Robert Downey Jr. said in an interview that he was a lock for a nomination for The Judge. Frankly, I can kind of see why. I won’t go as far as to say that it’s one of my favorite performances of the year but in a better movie I can see him and Robert Duvall getting nominations for their excellent work in this movie. Sadly, this is one of those movies where if you take away all of the great cast, you are left with a flat, bland melodrama that feels like 2 and a ½ hours of watching a Hallmark movie with a group of relatives, it’s long, uncomfortable and emotionless.

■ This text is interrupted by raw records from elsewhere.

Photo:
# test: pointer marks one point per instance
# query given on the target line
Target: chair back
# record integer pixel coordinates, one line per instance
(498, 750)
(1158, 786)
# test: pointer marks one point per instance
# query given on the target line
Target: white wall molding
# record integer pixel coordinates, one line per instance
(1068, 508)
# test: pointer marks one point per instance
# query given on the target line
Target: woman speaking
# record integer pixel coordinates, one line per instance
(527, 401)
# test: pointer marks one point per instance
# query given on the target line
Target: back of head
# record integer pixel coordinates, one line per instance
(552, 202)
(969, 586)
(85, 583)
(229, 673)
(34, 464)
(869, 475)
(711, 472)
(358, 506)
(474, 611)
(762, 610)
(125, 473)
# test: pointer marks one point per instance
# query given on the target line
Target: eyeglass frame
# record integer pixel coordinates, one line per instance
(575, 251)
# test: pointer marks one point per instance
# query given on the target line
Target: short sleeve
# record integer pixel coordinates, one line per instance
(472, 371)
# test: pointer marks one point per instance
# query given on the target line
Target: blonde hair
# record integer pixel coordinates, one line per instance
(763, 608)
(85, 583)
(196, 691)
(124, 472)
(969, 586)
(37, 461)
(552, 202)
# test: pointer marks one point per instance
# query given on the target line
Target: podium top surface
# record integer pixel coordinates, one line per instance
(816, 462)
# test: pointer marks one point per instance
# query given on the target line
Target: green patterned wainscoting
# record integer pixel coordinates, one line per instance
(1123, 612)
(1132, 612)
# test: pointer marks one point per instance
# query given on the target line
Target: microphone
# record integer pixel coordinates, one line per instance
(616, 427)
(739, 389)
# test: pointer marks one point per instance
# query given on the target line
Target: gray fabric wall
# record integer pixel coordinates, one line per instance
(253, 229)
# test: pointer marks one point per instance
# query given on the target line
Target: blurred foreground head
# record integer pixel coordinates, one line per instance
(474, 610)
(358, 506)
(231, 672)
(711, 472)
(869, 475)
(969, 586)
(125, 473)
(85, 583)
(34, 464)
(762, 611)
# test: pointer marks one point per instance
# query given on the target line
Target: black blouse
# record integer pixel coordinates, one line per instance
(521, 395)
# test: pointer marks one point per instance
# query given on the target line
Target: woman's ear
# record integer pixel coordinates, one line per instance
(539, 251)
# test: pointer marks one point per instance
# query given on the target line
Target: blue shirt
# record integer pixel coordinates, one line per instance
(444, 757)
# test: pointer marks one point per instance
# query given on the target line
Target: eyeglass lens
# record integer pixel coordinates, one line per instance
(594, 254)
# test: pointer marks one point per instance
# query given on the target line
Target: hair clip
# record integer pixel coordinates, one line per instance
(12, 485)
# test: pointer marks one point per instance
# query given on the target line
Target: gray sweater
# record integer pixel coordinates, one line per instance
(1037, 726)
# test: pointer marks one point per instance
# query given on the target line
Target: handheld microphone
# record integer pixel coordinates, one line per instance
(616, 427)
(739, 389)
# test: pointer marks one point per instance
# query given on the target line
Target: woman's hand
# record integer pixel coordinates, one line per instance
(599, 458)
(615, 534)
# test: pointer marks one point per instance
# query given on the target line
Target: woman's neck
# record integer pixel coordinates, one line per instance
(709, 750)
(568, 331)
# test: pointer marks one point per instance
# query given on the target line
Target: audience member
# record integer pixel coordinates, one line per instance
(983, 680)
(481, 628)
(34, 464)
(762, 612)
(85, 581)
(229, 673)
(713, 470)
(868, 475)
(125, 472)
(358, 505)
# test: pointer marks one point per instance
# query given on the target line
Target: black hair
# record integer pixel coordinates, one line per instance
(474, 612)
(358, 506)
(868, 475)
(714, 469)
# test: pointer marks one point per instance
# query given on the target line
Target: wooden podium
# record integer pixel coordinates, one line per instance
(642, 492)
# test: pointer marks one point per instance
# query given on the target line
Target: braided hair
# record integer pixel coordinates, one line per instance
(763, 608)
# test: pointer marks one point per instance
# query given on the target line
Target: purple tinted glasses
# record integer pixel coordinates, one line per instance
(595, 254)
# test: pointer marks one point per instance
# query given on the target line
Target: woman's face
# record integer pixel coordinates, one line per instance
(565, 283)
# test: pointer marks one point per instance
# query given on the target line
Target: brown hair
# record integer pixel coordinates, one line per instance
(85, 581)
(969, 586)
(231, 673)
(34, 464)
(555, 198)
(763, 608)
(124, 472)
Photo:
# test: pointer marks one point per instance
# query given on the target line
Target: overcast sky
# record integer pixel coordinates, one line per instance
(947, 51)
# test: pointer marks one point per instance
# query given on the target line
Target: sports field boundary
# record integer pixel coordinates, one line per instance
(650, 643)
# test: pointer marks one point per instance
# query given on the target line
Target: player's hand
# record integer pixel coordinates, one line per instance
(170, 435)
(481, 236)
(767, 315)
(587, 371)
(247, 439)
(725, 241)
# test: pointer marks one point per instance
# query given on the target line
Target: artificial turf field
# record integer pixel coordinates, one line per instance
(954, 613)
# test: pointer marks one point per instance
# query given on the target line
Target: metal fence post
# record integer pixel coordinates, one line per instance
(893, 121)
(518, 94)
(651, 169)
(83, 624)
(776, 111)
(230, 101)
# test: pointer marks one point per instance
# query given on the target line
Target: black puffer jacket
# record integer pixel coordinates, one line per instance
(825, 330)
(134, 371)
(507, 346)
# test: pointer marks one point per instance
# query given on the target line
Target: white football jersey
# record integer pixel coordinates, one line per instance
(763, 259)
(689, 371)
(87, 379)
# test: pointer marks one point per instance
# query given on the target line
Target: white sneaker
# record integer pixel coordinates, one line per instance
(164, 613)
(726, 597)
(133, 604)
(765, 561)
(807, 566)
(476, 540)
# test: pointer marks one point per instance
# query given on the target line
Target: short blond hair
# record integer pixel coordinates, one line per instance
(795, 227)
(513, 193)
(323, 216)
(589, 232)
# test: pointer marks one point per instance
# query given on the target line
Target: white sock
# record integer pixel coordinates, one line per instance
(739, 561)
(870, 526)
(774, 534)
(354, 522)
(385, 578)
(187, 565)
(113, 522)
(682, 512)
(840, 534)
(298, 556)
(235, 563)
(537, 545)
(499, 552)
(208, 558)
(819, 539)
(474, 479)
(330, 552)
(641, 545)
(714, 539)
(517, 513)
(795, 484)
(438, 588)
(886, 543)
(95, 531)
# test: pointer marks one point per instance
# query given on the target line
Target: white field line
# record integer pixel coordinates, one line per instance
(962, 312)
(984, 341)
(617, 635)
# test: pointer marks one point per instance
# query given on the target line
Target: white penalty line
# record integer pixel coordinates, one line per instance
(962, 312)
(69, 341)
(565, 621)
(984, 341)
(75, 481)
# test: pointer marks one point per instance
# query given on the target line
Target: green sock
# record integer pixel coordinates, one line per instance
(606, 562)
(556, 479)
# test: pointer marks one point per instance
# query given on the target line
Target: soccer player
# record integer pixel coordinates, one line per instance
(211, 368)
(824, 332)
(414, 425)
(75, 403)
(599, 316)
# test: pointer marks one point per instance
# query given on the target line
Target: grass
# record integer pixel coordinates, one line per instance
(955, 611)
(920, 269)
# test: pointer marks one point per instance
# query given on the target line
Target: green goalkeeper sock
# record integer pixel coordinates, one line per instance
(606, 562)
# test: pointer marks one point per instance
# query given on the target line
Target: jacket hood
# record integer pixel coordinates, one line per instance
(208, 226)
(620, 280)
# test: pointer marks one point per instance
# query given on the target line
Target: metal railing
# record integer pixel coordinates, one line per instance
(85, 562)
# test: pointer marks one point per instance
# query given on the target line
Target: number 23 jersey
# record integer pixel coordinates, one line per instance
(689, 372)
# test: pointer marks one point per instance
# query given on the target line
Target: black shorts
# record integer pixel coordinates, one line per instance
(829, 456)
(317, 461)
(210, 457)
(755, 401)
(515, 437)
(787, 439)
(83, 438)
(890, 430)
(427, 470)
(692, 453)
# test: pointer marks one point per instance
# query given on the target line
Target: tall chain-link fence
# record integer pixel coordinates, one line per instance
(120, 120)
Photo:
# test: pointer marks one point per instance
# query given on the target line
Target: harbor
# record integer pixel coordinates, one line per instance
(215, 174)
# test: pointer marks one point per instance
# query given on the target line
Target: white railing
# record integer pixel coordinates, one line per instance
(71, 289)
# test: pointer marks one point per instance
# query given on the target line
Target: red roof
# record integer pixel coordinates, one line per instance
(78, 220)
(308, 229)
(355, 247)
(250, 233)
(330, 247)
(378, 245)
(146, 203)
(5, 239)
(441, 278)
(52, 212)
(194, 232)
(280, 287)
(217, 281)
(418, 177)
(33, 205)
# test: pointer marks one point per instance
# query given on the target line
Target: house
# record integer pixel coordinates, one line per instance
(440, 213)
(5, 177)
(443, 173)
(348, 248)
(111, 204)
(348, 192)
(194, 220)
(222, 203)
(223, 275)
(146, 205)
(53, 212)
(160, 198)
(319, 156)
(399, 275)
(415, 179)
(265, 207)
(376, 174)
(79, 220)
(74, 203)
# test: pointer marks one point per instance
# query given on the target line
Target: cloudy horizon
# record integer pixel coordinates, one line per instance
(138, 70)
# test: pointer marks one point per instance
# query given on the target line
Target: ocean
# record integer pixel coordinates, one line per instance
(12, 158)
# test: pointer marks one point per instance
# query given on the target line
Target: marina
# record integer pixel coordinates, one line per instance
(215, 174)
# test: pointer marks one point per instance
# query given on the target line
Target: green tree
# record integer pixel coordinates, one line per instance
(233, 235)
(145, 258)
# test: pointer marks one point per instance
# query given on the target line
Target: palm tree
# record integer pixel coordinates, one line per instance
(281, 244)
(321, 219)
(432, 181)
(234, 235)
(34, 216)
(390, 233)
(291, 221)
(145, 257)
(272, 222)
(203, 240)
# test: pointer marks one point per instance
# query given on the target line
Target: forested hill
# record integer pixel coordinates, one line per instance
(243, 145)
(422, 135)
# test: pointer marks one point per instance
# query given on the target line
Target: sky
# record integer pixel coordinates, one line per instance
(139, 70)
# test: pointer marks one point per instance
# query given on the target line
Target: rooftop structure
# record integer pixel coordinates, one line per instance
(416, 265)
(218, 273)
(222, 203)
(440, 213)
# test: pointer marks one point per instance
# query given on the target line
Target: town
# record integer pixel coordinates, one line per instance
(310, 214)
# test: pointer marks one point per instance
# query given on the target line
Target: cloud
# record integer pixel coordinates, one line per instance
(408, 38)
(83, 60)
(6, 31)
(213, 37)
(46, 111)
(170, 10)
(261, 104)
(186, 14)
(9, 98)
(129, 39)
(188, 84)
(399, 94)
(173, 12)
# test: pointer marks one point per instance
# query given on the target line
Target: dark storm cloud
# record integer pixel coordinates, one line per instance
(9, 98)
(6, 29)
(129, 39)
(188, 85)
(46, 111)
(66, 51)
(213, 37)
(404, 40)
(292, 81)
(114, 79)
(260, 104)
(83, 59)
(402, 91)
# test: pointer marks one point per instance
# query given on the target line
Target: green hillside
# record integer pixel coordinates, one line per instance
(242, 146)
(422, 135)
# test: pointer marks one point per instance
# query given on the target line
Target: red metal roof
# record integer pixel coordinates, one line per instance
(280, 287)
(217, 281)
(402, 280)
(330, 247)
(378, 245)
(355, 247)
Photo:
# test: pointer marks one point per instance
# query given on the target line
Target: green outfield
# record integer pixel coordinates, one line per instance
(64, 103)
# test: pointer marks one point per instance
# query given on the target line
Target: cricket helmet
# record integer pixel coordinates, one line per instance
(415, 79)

Hank Palmer (Robert Downey Jr.) is an intelligent yet arrogant lawyer who only cares about money. After he finds out his mother dies, Hank returns to his hometown to catch up with his two brothers and his bitter, stern father (Robert Duvall) who he resents. When it turns out that his father may or may not have killed somebody, Hank must become his lawyer and keep him from going to jail.


Picture in your mind the kind of movie that would play on Bravo in the middle of the day on a Tuesday. Everything you have in your mind comes close to the experience of watching The Judge. There is not a single thing about this movie screenplay or directing wise that comes off as an inspired or original idea. When you first hear the premise, you may think to yourself that it sounds like at least a half way decent movie. There is enough room for you to show a complex character driven, courtroom drama that drives into the relationship between these two very different people, one a respectable authority figure and the other a cynical, self-centered worker. There are moments throughout where you can almost see glimpses of an original concept that could be accomplished if the writer had the nerve to go out of the boundaries. These brief times don’t make up for how the movie never escapes what it so clearly is from the first second.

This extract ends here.